144 Mastra npm Packages Backdoored in 88-Minute Supply Chain Attack

Security researchers at Socket have disclosed a supply chain attack that compromised 144 packages in the @mastra npm namespace on June 17, 2026. The attacker hijacked a contributor account with publishing rights to the Mastra AI agent framework, then ran an automated campaign over 88 minutes that republished every affected package with a malicious typosquatted dependency injected as a production requirement. Any developer, CI runner, or build system that installed a @mastra/* package after June 16 should treat that environment as potentially compromised, according to Socket's analysis.

Mastra is a TypeScript framework for building AI agents, and its core package (@mastra/core) receives more than 918,000 weekly downloads. The breadth of the attack — 144 packages across the entire namespace, not just a single high-value target — means that developers installing any part of the Mastra ecosystem during the attack window were exposed.

How the Attack Worked

The attacker did not modify Mastra's code directly. Instead, they added a dependency called easy-day-js to each republished package. The name is a deliberate typosquat of the widely-used dayjs date library — close enough that automated dependency scanning might overlook it.

The malicious easy-day-js package contained a postinstall hook — a script that npm executes automatically during npm install, before a developer imports or runs any code from the package. That hook downloaded and executed a two-stage payload:

• Stage 1 (setup.cjs): An obfuscated loader that disabled TLS certificate verification, connected to attacker infrastructure at 23.254.164[.]92:8000, downloaded the second-stage payload, launched it as a detached background process, and then deleted itself to erase traces.
• Stage 2 (protocal.cjs): A ~41KB cross-platform infostealer with persistence mechanisms for Windows (Run registry key), macOS (LaunchAgent), and Linux (systemd unit). The implant inventoried 166 cryptocurrency wallet browser extensions, harvested browser history from Chrome, Edge, and Brave, and opened a command-and-control channel capable of executing arbitrary follow-on code.

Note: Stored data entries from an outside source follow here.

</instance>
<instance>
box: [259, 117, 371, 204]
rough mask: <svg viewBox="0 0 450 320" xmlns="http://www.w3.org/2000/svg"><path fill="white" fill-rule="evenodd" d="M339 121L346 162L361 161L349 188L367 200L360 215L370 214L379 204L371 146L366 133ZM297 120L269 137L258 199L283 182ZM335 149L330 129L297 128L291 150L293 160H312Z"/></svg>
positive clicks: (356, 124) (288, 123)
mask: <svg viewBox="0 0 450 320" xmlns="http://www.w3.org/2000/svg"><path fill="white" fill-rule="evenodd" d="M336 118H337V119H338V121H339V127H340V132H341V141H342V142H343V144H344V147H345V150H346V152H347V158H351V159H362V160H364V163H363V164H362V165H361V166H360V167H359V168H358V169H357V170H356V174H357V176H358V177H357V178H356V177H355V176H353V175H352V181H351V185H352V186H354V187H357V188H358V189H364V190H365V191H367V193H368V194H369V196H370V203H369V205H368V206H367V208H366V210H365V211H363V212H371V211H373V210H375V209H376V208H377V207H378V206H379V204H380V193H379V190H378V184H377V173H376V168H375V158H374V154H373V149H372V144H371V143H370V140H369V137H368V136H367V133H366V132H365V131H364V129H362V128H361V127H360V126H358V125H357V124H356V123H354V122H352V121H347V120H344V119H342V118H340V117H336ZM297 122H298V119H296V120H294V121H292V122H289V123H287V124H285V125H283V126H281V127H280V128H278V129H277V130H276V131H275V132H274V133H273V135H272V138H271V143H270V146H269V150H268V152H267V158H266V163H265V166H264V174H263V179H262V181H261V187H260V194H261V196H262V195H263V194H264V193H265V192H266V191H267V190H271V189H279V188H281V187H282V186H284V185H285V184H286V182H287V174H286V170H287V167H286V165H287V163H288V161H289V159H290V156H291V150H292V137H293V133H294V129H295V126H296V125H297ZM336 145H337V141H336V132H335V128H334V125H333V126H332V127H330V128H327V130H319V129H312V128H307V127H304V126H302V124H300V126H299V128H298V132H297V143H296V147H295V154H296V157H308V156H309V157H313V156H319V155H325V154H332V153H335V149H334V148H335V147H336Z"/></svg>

The attack window ran from 01:12 to 02:39 UTC on June 17. Npm's audit logs show that a single account — ehindero, a contributor whose publishing access to the @mastra scope was never revoked — published all 142 malicious package versions within those 88 minutes. Microsoft's security team also identified and reported the attack, according to additional reporting.

Who Is at Risk

Any system that ran npm install with a @mastra/* dependency between June 16 and when the malicious versions were pulled represents a potential compromise. This includes developer laptops, CI/CD pipeline runners, Docker build systems, and cloud build environments. Because the payload executes during install via a postinstall hook — not at application runtime — even systems that did not run the application are affected if they ran npm install.

Remediation Steps

Socket and other security researchers recommend treating any affected system as fully compromised. Specific actions:

• Remove persistence: delete Windows Run registry entries, macOS LaunchAgent plists, and Linux systemd units associated with the implant
• Rotate all credentials that existed on affected machines: npm tokens, cloud provider credentials (AWS, GCP, Azure), SSH keys, and API keys
• Rotate cryptocurrency wallets on a clean, unaffected device — the implant specifically targeted 166 browser wallet extensions
• Audit CI/CD pipelines for signs of unauthorized access or exfiltrated secrets

For future protection, Socket recommends adding --ignore-scripts to npm install commands in CI pipelines to disable postinstall hooks by default — a straightforward mitigation that would have blocked this specific attack vector entirely.

The @mastra organization has removed the malicious package versions from npm. Developers should update to clean versions and verify that easy-day-js does not appear in any node_modules directory or lock file.